June 25, I presented a paper about Accessible Hyperlinks and Search Engines at SIU 2025. I'll share three strange but real things we learned.
This is Part 1: The tale of the lonely hyperlink.
So I asked the question:
"Does accessibility in internal links affect how subpages rank on Google or Bing?"
To answer this, I scraped and tagged thousands of internal links from shopping sites, avoided search-term bias by using the "site:"
operator, and matched each link to its SERP position. Then I extracted 11 accessibility-related features.
One of them was called:
is_unique – Is this internal link unique within the site?
Now here’s the kicker:
WCAG 2.4.4 and accessibility guidelines recommend using unique, descriptive link text — vague or repetitive links like “click here” can confuse screen readers or keyboard users.

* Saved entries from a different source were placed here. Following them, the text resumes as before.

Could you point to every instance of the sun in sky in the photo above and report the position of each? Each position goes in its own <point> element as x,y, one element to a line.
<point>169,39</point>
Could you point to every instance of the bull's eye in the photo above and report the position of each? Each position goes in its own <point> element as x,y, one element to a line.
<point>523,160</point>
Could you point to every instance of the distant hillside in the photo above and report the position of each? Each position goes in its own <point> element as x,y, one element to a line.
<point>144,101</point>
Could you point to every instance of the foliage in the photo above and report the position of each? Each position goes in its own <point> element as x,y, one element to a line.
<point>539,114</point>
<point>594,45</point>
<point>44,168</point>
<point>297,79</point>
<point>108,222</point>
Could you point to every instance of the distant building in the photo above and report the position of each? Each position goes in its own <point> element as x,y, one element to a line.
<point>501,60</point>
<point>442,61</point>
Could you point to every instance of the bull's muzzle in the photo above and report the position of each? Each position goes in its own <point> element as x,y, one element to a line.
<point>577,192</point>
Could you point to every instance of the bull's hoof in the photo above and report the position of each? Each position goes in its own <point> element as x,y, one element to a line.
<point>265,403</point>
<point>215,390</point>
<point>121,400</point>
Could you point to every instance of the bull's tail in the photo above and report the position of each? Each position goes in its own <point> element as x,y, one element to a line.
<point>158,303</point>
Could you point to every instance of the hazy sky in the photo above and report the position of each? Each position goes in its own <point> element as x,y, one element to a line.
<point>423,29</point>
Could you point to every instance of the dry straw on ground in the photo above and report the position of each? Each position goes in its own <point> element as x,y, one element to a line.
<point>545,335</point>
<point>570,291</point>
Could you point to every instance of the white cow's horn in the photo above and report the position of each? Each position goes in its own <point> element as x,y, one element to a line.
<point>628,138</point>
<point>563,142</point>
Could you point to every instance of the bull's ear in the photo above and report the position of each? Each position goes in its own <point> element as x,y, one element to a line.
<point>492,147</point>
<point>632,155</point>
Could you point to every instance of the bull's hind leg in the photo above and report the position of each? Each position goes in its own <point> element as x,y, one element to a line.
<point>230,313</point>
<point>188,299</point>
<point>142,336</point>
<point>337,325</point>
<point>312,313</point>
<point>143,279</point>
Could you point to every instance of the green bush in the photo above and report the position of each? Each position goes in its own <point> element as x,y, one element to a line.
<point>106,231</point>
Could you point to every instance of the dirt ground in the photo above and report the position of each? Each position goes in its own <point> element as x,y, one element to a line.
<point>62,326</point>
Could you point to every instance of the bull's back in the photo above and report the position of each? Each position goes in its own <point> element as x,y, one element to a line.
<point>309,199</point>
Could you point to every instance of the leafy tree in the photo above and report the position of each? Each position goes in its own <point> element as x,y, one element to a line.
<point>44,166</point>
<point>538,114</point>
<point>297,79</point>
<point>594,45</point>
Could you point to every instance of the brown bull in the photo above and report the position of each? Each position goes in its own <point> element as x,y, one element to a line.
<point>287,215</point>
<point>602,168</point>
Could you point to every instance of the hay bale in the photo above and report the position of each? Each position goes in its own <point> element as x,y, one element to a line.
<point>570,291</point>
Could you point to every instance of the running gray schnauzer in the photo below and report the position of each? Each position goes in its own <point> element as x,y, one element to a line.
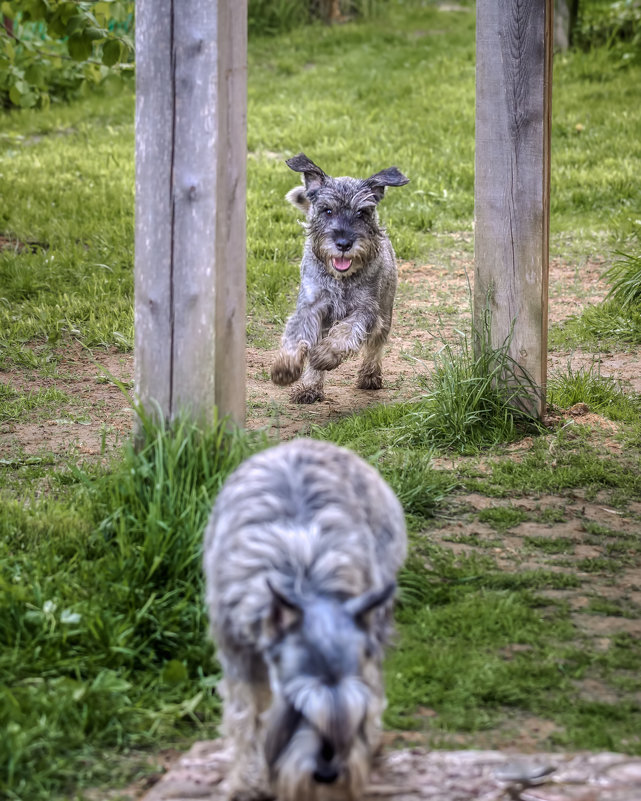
<point>348,281</point>
<point>300,558</point>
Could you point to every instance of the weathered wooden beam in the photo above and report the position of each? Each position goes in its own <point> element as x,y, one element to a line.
<point>191,78</point>
<point>512,186</point>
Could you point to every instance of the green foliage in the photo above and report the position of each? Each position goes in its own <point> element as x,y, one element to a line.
<point>102,629</point>
<point>60,49</point>
<point>271,17</point>
<point>625,279</point>
<point>611,24</point>
<point>601,394</point>
<point>476,396</point>
<point>618,318</point>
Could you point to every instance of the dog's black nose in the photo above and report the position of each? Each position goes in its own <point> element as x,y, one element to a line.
<point>325,774</point>
<point>343,243</point>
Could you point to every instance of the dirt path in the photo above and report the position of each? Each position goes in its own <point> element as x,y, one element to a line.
<point>432,304</point>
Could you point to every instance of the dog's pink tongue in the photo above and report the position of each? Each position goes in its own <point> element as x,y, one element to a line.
<point>341,263</point>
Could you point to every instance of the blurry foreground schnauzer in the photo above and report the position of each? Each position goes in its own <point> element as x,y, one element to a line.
<point>348,281</point>
<point>301,554</point>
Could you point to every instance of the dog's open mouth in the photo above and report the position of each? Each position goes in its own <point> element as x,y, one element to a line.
<point>341,263</point>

We expected uniqueness to help.
But when I trained classifiers to predict SERP presence...
Links that were repeated across the site — not unique — tended to perform better.

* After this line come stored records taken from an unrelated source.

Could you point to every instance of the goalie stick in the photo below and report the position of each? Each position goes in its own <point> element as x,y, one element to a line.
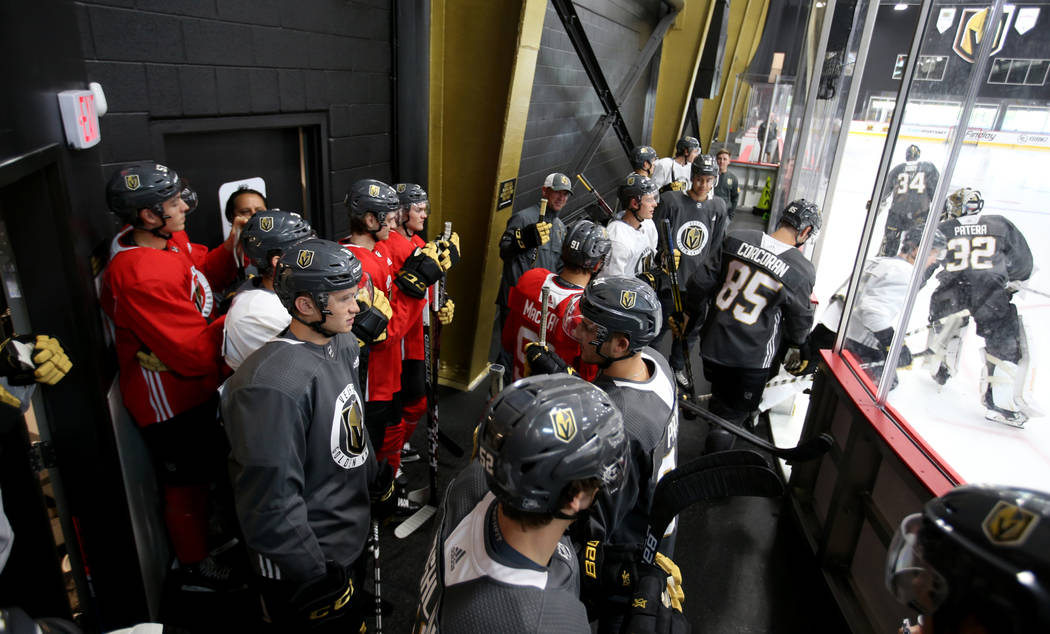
<point>815,447</point>
<point>720,474</point>
<point>432,352</point>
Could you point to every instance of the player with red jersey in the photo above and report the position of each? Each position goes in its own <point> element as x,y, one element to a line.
<point>583,254</point>
<point>158,292</point>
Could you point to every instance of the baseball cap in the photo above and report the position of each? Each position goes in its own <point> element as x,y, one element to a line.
<point>558,182</point>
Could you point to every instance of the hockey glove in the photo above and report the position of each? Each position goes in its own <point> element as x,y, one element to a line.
<point>326,599</point>
<point>150,361</point>
<point>421,270</point>
<point>370,325</point>
<point>29,359</point>
<point>533,235</point>
<point>446,312</point>
<point>541,359</point>
<point>383,493</point>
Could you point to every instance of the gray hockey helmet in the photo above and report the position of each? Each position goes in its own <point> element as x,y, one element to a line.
<point>545,431</point>
<point>586,246</point>
<point>623,304</point>
<point>269,232</point>
<point>316,268</point>
<point>978,552</point>
<point>145,185</point>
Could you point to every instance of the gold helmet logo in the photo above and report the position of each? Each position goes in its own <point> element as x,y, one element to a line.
<point>1008,525</point>
<point>564,423</point>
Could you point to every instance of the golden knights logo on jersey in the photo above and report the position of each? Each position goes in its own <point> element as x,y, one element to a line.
<point>1009,525</point>
<point>564,423</point>
<point>349,444</point>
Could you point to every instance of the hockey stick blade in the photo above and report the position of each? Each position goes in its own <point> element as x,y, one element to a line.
<point>815,447</point>
<point>412,524</point>
<point>701,480</point>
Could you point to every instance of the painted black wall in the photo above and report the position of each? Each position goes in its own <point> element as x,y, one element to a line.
<point>564,105</point>
<point>161,60</point>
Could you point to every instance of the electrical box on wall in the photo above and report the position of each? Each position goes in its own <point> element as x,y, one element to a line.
<point>80,119</point>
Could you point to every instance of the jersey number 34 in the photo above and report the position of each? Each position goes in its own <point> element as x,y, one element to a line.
<point>741,286</point>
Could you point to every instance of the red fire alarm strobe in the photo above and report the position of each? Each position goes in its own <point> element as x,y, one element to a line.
<point>80,118</point>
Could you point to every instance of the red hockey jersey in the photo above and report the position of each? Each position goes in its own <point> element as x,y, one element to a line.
<point>160,300</point>
<point>522,326</point>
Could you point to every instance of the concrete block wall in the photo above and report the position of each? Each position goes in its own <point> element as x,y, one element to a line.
<point>180,59</point>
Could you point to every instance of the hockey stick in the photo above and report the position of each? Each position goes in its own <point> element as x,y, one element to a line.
<point>815,447</point>
<point>719,474</point>
<point>432,354</point>
<point>379,599</point>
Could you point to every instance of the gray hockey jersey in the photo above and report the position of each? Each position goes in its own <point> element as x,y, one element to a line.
<point>758,295</point>
<point>471,584</point>
<point>300,459</point>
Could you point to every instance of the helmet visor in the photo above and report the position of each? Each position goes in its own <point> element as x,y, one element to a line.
<point>909,577</point>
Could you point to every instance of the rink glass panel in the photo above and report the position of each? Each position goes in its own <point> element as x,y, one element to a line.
<point>1005,154</point>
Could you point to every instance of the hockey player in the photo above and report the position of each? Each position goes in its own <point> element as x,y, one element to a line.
<point>698,224</point>
<point>156,290</point>
<point>975,561</point>
<point>882,291</point>
<point>500,561</point>
<point>910,185</point>
<point>673,173</point>
<point>728,188</point>
<point>756,297</point>
<point>301,461</point>
<point>583,254</point>
<point>634,235</point>
<point>987,259</point>
<point>374,207</point>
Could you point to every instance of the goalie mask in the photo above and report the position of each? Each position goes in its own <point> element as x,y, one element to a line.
<point>545,431</point>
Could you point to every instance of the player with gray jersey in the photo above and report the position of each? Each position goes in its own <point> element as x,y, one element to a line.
<point>756,296</point>
<point>500,561</point>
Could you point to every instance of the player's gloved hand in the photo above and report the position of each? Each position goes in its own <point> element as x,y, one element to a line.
<point>420,271</point>
<point>608,569</point>
<point>540,359</point>
<point>445,312</point>
<point>651,609</point>
<point>150,361</point>
<point>370,325</point>
<point>324,599</point>
<point>383,493</point>
<point>532,235</point>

Yep. The “unique” ones ranked worse.
Wait, what?
“But Goker, how could repeated links help SEO?”
Here’s a hunch:
Search engines may treat repeated links as internal endorsements.

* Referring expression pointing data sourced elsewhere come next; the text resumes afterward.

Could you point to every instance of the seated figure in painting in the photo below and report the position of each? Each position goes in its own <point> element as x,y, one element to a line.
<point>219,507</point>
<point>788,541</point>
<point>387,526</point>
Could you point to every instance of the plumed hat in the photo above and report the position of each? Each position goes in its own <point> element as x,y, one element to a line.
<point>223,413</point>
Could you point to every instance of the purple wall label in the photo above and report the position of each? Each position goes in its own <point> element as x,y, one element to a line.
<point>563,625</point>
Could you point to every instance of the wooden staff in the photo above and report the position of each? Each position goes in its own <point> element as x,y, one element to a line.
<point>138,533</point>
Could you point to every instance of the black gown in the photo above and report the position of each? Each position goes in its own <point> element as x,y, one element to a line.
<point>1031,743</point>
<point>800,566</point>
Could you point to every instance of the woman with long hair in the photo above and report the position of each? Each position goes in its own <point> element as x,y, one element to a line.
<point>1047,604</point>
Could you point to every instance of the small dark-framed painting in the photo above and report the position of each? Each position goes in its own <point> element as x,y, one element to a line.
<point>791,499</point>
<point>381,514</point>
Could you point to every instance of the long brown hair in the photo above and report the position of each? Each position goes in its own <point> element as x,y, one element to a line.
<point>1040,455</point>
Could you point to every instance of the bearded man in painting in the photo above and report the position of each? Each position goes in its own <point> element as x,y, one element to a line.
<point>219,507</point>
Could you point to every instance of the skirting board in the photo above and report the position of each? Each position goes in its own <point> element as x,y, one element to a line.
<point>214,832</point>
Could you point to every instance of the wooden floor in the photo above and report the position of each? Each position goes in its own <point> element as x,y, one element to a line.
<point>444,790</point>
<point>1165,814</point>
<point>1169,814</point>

If your homepage, nav, and product pages all link to a subpage, that page looks important.
If only one lonely link leads there… the bot might think: "Meh. Not a big deal."
So ironically, being everywhere might help you get found.
Data Snapshot:
Feature: is_unique
Ranked (avg): 0.18
Not Ranked (avg): 0.75
That’s a pretty wild drop. Repetition seems to amplify presence.
Almost like link-echoing your way into relevance.
📂 Resources
- 📊 Dataset: goker.dev/datasets/hyperlinks
- 🧠 Code: goker.dev/codes/hyperlinks
TL;DR
Accessibility says: Use one clear link.
SEO says: Louder, everywhere, and often.
What should a dev do?
Maybe both.
Design for people. Then… amplify for bots.
Next up: Contrast Ratios and the Surprising Limit of Being “Too Accessible”
Stay tuned.
Top comments (2)
Interesting findings! Makes sense that repeated links act like internal endorsements—something we don’t usually think about when focusing purely on accessibility. It’s a good reminder that SEO isn’t just about following guidelines word for word, but about balancing usability and search signals.
Insightful and well-written as always!